I'm new to HPC and SLURM in particular. Here is an example code that I use to run my python script:


# Slurm submission script, serial job

#SBATCH --time 48:00:00
#SBATCH --mem 0
#SBATCH --mail-type ALL
#SBATCH --partition gpu_v100
#SBATCH --gres gpu:4
#SBATCH --nodes 4
#SBATCH --ntasks-per-node=4

#SBATCH --output R-%x.%j.out
#SBATCH --error R-%x.%j.err


module load python3-DL/torch/1.6.0-cuda10.1

srun python3 \
      --gpus 4 \
      --max_epochs 1024 \
      --batch_size 256 \
      --num_nodes 4 \
      --num_workers 8 \

Now everytime I run this script using sbatch it generates two .err and .out files that I can only encode the "" filename and Job ID into these two filenames. but how can I save a copy of all the parameters i set in the script above whether for the slurm configs or the python code arguments tied to the Job ID and the generated .out and .err files?

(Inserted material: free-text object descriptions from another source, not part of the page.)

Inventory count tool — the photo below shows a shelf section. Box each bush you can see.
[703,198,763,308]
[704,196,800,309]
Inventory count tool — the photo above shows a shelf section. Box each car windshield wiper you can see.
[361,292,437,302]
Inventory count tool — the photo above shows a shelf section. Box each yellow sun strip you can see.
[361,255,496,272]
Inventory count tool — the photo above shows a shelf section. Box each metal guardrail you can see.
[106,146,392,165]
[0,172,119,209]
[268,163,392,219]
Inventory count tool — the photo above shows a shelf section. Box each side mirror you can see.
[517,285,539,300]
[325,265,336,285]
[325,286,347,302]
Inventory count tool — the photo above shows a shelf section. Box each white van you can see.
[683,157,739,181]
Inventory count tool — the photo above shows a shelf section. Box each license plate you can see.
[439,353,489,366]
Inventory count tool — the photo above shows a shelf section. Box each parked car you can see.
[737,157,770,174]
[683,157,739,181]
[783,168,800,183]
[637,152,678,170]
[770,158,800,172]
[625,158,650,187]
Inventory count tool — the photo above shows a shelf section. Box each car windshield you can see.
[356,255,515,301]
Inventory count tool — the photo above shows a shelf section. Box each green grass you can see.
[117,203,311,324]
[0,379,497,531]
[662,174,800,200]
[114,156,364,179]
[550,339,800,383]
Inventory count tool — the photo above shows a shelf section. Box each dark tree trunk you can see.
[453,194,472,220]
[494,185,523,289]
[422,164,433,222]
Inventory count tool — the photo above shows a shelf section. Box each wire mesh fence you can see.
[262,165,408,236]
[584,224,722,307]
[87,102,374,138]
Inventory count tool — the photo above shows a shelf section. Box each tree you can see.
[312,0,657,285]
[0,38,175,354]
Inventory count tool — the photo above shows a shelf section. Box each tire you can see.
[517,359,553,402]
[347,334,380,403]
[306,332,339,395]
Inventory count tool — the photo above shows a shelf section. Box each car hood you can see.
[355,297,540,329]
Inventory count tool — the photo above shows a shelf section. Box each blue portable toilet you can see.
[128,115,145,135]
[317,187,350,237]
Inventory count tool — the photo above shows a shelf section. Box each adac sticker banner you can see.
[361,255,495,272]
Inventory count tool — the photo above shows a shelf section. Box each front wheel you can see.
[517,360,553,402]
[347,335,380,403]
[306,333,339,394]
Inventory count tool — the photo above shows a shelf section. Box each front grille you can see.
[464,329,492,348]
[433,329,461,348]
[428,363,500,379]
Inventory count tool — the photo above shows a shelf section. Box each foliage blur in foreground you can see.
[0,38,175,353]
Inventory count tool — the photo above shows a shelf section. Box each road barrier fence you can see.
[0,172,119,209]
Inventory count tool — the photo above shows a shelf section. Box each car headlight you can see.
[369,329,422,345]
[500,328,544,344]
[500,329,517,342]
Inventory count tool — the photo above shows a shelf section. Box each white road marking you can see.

For example if i run the script above 4 times in a row but each time with a different parameters its not clear from those files which correspond to which unless i manually keep a track of the parameters and JOB IDs. there should be some way to automate this in SLURM no?


  • You add the following two lines at the end of your submission script:

    scontrol show job $SLURM_JOB_ID
    scontrol write batch_script $SLURM_JOB_ID -

    This will write the job description and the job submission script at the end of the .out file.